Biomedical Signal Processing and Control
|April 14, 2021
Summary
A novel deep learning framework accurately segments the optic disc (OD) in retinal images. This method improves upon existing models, aiding in early detection of eye diseases like glaucoma.
Area of Science:
- Ophthalmology and Medical Imaging
- Artificial Intelligence in Healthcare
- Computer Vision for Medical Diagnosis
Background:
- Accurate optic disc (OD) segmentation is crucial for diagnosing retinal diseases.

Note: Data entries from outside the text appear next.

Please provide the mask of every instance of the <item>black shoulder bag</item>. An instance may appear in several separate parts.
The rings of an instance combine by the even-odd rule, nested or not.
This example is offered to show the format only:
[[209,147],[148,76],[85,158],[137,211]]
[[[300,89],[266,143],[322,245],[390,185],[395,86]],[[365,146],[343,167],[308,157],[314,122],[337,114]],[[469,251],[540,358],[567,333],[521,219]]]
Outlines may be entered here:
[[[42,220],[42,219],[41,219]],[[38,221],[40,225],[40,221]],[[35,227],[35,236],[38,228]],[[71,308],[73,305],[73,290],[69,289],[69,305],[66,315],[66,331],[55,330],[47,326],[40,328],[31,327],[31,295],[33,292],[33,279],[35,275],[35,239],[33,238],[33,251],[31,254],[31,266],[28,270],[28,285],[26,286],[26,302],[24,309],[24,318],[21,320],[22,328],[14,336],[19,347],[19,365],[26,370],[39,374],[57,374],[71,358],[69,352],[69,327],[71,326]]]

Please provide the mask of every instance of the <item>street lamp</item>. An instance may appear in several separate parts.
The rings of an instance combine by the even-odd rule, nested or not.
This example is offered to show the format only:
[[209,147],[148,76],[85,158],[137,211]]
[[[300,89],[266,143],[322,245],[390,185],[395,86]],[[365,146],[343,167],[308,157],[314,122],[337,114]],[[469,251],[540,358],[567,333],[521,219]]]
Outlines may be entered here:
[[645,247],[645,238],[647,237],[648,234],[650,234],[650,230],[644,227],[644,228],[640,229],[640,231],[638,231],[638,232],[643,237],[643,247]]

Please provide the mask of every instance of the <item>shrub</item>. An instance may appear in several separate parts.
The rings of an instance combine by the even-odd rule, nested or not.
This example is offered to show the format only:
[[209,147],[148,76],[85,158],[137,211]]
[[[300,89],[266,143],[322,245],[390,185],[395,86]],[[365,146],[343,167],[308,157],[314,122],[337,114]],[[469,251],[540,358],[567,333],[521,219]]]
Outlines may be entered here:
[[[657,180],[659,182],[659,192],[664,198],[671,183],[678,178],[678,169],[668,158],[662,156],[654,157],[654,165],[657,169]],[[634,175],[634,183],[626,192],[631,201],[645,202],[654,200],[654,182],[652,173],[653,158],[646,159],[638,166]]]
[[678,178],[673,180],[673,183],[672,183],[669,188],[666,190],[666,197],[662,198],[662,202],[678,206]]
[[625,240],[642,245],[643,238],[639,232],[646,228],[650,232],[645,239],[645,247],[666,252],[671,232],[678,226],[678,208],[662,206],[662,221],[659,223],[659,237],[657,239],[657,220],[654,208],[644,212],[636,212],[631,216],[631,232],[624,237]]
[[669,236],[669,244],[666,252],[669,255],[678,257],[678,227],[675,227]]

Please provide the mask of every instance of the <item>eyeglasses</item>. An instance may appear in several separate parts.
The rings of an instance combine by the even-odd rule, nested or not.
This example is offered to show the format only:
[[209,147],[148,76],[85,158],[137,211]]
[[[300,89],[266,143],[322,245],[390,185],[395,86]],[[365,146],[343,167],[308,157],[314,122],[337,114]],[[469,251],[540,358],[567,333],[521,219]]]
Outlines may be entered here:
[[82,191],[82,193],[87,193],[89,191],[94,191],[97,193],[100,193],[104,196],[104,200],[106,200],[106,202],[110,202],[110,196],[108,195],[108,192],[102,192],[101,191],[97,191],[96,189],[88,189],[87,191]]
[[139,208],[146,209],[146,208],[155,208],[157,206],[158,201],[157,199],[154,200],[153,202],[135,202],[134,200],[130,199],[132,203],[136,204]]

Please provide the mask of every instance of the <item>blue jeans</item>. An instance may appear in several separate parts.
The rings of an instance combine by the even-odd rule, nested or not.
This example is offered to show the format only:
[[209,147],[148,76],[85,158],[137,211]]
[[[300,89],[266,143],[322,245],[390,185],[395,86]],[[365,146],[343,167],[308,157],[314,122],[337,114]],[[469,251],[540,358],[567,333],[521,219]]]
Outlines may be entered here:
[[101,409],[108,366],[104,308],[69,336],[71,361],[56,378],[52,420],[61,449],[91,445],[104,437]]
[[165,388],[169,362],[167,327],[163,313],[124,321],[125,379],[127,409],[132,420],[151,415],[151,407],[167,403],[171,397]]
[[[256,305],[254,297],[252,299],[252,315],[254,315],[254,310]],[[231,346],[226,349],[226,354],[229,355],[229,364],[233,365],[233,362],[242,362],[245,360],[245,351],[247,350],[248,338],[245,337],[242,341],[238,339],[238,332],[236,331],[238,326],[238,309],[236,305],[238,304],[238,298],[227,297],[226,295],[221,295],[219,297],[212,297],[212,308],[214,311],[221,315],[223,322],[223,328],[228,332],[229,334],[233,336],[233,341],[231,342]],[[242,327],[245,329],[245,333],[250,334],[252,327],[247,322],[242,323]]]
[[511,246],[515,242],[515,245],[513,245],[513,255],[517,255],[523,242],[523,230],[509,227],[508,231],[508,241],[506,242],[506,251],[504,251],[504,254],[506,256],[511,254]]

- Existing methods may lack the precision required for early disease detection.
- Deep learning offers potential for automated and accurate medical image analysis.
Purpose of the Study:
- To develop and evaluate a coarse-to-fine deep learning framework for precise OD segmentation.
- To enhance the accuracy of automated optic disc identification in color fundus images.
- To improve early detection and quantitative diagnosis of retinal conditions.
Main Methods:
- Proposed a coarse-to-fine deep learning framework utilizing a U-net convolutional neural network (CNN).
- Trained the network on both color fundus images and grayscale vessel density maps.
- Employed an overlap strategy to identify disc candidate regions for refined U-net segmentation.
Main Results:
- Achieved an average intersection over union (IoU) of 89.1% and a dice similarity coefficient (DSC) of 93.9%.
- Demonstrated superior performance compared to the sole U-net model (IoU 87.4%, DSC 92.5%).
- Validated performance on a dataset of 2,978 images across multiple public and collected datasets.
Conclusions:
- The developed coarse-to-fine deep learning framework provides reliable and high-performance automated OD segmentation.
- This approach shows significant potential for clinical applications in diagnosing optic nerve diseases.
- The method offers a robust solution for quantitative analysis in ophthalmology.